TEMPO Interaktif, Bojonegoro - Pembangunan gereja Bethani di Jalan Sawunggaling, Bojonegoro diprotes warga setempat. Warga menyebut, izin awal pembangunannya, hanya untuk perkantoran dan bukannya untuk gereja.
Berdasarkan rapat yang digelar oleh Badan Komunikasi Umat Islam Ngrowo (BKUIN) Bojonegoro, pada Kamis (10/6) menyatakan, bangunan mirip gereja berlokasi di Jalan Sawongaling ini, akan dibongkar warga. Bahkan BKUIN memberi batas hingga 10 Juli mendatang, jika bangunan tidak dibongkar, maka warga akan membongkar.
Menurut anggota BKUIN, M Fajri, pihaknya sudah mengadakan pertemuan masyarakat di Kelurahan Ngrowo dan sekitarnya. Dari hasil pendirian tempat ibadah itu, memang warga menolak. “Ya, tetap menolak,” kata M. Fajri, Senin (14/6) siang.
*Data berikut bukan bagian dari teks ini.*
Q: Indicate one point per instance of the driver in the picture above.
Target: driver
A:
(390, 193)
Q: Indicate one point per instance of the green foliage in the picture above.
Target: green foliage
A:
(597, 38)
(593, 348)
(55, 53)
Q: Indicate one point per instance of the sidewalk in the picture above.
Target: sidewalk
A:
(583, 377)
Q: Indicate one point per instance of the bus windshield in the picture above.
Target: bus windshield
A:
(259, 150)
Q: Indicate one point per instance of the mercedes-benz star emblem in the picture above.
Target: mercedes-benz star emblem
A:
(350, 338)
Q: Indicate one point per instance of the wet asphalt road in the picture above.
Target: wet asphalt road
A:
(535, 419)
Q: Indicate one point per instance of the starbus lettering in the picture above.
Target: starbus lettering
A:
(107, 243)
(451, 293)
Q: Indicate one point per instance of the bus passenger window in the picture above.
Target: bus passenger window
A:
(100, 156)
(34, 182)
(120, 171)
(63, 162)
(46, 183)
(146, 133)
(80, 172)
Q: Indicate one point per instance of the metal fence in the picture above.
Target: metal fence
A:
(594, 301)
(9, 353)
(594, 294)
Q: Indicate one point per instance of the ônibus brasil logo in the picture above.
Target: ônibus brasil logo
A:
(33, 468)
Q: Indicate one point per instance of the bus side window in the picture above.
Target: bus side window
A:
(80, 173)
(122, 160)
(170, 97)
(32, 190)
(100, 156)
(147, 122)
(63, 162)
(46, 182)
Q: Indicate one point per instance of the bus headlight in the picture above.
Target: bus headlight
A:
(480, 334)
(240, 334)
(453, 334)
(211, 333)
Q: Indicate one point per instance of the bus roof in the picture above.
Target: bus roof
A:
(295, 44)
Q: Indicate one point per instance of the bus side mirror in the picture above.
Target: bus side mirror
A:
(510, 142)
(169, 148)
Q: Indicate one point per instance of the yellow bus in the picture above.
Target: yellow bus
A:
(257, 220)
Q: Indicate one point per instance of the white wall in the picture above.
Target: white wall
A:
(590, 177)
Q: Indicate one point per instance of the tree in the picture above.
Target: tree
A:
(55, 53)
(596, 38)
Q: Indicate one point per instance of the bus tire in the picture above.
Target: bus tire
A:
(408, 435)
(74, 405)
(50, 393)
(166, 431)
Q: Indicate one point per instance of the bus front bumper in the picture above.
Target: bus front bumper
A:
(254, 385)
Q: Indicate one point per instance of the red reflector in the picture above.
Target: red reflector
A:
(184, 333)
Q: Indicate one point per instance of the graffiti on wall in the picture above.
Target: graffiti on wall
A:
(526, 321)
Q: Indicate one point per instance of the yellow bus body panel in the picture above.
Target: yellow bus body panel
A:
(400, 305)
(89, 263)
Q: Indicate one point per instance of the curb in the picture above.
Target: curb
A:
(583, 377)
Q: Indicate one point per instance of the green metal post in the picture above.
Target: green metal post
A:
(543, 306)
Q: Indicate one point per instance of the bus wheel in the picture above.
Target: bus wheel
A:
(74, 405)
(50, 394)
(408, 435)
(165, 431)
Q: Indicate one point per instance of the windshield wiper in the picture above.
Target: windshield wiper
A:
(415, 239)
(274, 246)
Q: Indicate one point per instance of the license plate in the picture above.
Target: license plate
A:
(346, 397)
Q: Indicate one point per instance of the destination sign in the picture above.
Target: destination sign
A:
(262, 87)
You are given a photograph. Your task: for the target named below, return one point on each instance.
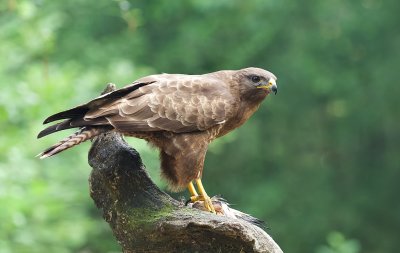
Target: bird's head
(256, 80)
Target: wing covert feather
(179, 105)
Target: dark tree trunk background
(145, 219)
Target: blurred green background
(319, 162)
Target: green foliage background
(318, 162)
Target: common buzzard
(178, 114)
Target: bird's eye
(255, 79)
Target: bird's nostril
(274, 89)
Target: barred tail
(84, 134)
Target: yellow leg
(203, 194)
(192, 190)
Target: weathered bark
(145, 219)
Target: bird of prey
(178, 114)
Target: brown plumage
(178, 114)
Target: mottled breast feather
(176, 103)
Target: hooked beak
(271, 86)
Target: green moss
(143, 217)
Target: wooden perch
(145, 219)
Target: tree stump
(145, 219)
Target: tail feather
(80, 136)
(66, 124)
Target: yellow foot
(207, 202)
(202, 197)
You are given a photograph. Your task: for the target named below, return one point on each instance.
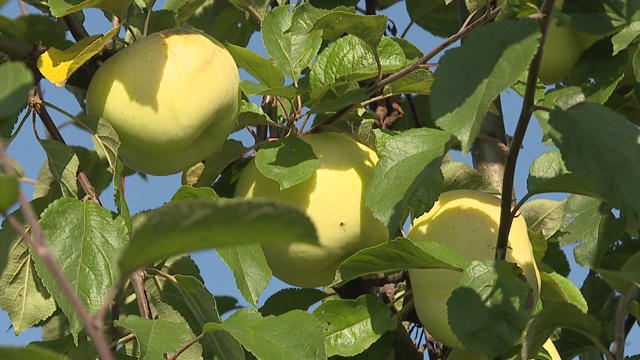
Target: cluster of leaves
(329, 65)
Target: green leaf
(252, 114)
(594, 226)
(416, 82)
(352, 326)
(289, 161)
(602, 149)
(18, 81)
(189, 192)
(183, 9)
(490, 307)
(543, 216)
(250, 269)
(292, 52)
(63, 164)
(436, 16)
(625, 37)
(459, 175)
(23, 297)
(215, 164)
(471, 76)
(252, 6)
(157, 337)
(60, 8)
(627, 278)
(105, 138)
(352, 97)
(85, 349)
(86, 241)
(205, 309)
(559, 315)
(165, 312)
(198, 224)
(548, 174)
(260, 68)
(30, 353)
(400, 254)
(33, 27)
(224, 22)
(350, 59)
(556, 287)
(289, 299)
(368, 28)
(407, 162)
(293, 335)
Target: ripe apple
(459, 354)
(467, 221)
(562, 49)
(334, 200)
(172, 97)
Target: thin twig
(188, 345)
(518, 137)
(407, 70)
(36, 242)
(38, 106)
(76, 28)
(137, 281)
(23, 8)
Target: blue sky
(155, 191)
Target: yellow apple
(467, 221)
(172, 97)
(459, 354)
(562, 49)
(334, 200)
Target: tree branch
(518, 137)
(407, 70)
(39, 246)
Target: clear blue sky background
(155, 191)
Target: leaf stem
(407, 70)
(521, 128)
(37, 104)
(40, 248)
(76, 28)
(188, 345)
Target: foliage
(71, 266)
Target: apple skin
(172, 97)
(560, 53)
(334, 200)
(467, 221)
(458, 354)
(562, 50)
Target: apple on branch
(467, 221)
(172, 97)
(334, 200)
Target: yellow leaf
(58, 65)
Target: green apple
(334, 200)
(459, 354)
(562, 49)
(560, 53)
(466, 221)
(172, 97)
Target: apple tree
(331, 217)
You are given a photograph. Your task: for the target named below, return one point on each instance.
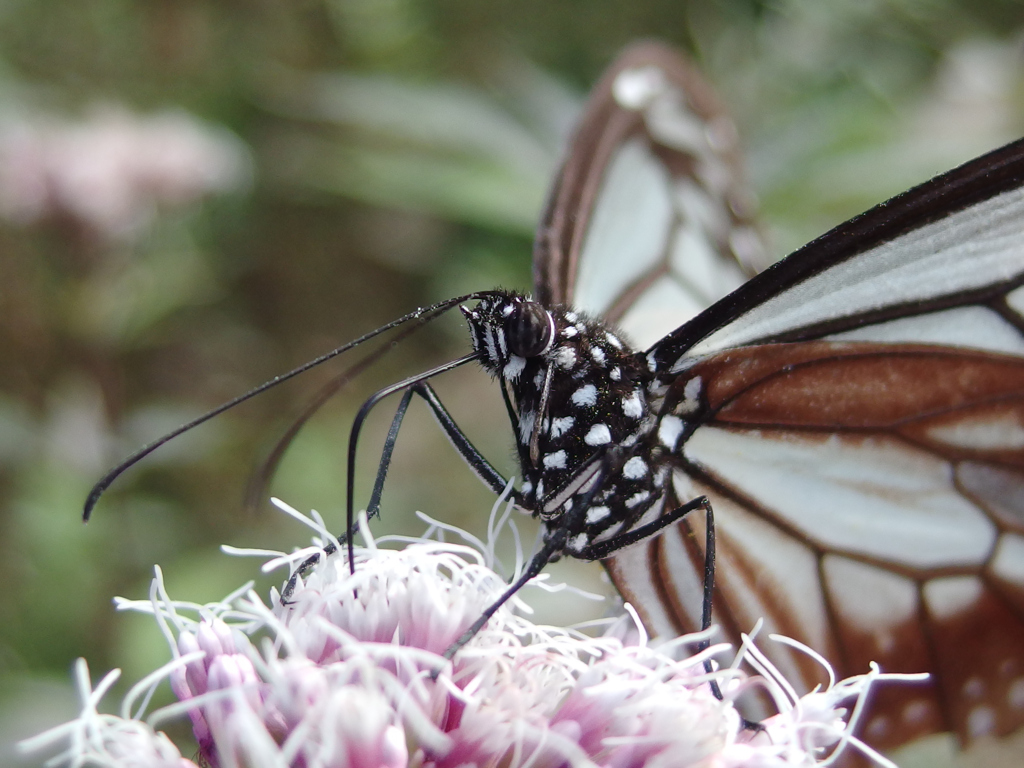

Imam Masjid Al Ikhlas Ngrowo ini mengatakan, bahwa masalah pengajuan pendirian tempat ibadah ini, dirasa banyak yang tidak tepat. Di antaranya, adanya uang Rp 200 ribu perorang yang diterima warga di RT 01/RW 01 Kelurahan Ngrowo. Dia mempertanyakan, untuk apa uang Rp 200 ribu dari pihak pengurus gereja ke masyarakat. “Itu kan jadi pertanyaan. Kenapa harus memberi uang ke masyarakat, kalau hanya untuk minta izin,” imbuhnya.
Jika merujuk dokumen di Kantor Kelurahan Ngrowo, memang ada pengajuan untuk pembangunan rumah pendeta dan kantor gereja jemaat Bethany. Izin Mendirikan Bangunan itu ditujukan ke Dinas Pekerjaan Umum Bojonegoro pada 24 Desember 1996.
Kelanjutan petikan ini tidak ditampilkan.